RS> _The program will look the path and it will not consider the query params
for the identification._

Sometimes the "query params" are actually specifying the page to be fetched,
so sometimes they are an essential part of the URL. To the best of my
knowledge, this is an unsolved problem, and I was wondering how you dealt with
it.

RS> _i.e) ..._

I think you mean "e.g." ... "i.e." means "that is" and is used as a re-write,
re-wording, or re-statement of what's already there. In contrast, "e.g." means
"for example". You were giving an example, so I think you should use "e.g.".

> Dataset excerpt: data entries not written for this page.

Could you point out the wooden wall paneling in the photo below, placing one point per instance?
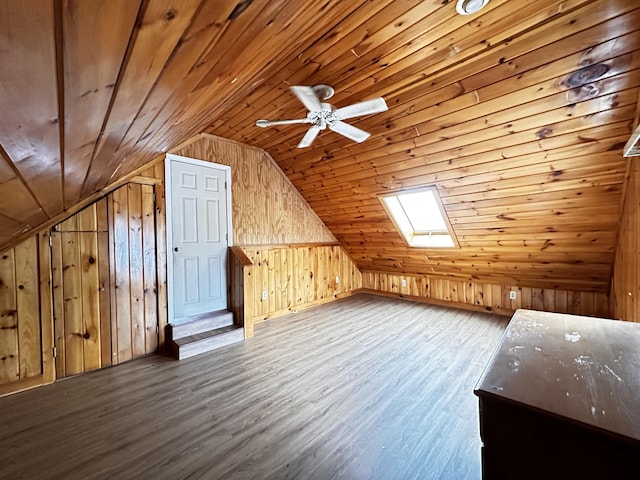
(149, 269)
(254, 178)
(136, 271)
(105, 294)
(274, 281)
(90, 288)
(72, 299)
(625, 284)
(57, 269)
(120, 245)
(161, 252)
(46, 306)
(478, 295)
(291, 272)
(9, 359)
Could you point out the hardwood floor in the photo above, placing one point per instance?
(362, 388)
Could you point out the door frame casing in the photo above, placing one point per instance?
(169, 157)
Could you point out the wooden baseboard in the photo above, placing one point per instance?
(24, 384)
(465, 306)
(303, 306)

RS> _... Here new /BeingSlowToCriticise.html this will never change right. So
it uses the path to identify the submission._

That's true in this case, but not true in every case. For example:

[http://www.topicsinmaths.co.uk/cgi-
bin/sews.py?SuggestedRead...](http://www.topicsinmaths.co.uk/cgi-
bin/sews.py?SuggestedReading)

Here the part after the "?" is specifying the page you want, and so it's an
essential part of the "pointer to content".

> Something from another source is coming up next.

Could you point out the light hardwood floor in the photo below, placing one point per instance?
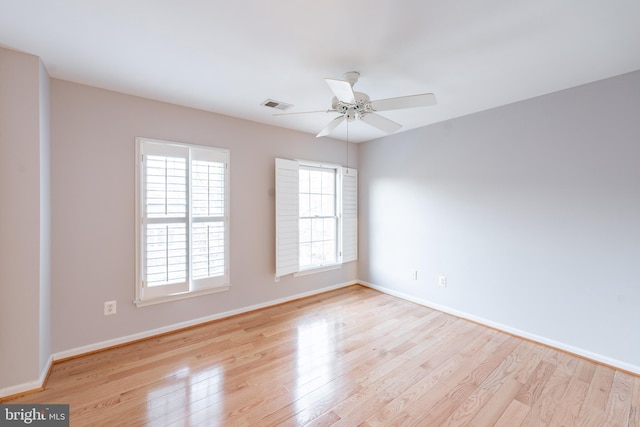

CW> _What if there 's more than one submission?_

RS> _Isn 't that submitting the link more than once against the policy?_

From the FAQ[0]:

=====================

FAQ> Are reposts ok?

FAQ> When a story has had significant attention in the last year or so, we
bury reposts as duplicates. If not, a small number of reposts is ok.

=====================

RS> _Right now if that 's the case then it will use the old one but I will
write the program to take the last submitted one._

This is also an unsolved problem. If there is a successful re-submission one
can assume that the previous submission got little to no traffic, so taking
the most recent might be better.

Finally, if this becomes at all popular you might want some sort of
verification. A method that's been used in the past is to have someone put a
user-specific token in their HN profile. But that's some way off yet, getting
traction is the hardest problem of all.

Hope this helps.

[0]
[https://news.ycombinator.com/newsfaq.html](https://news.ycombinator.com/newsfaq.html)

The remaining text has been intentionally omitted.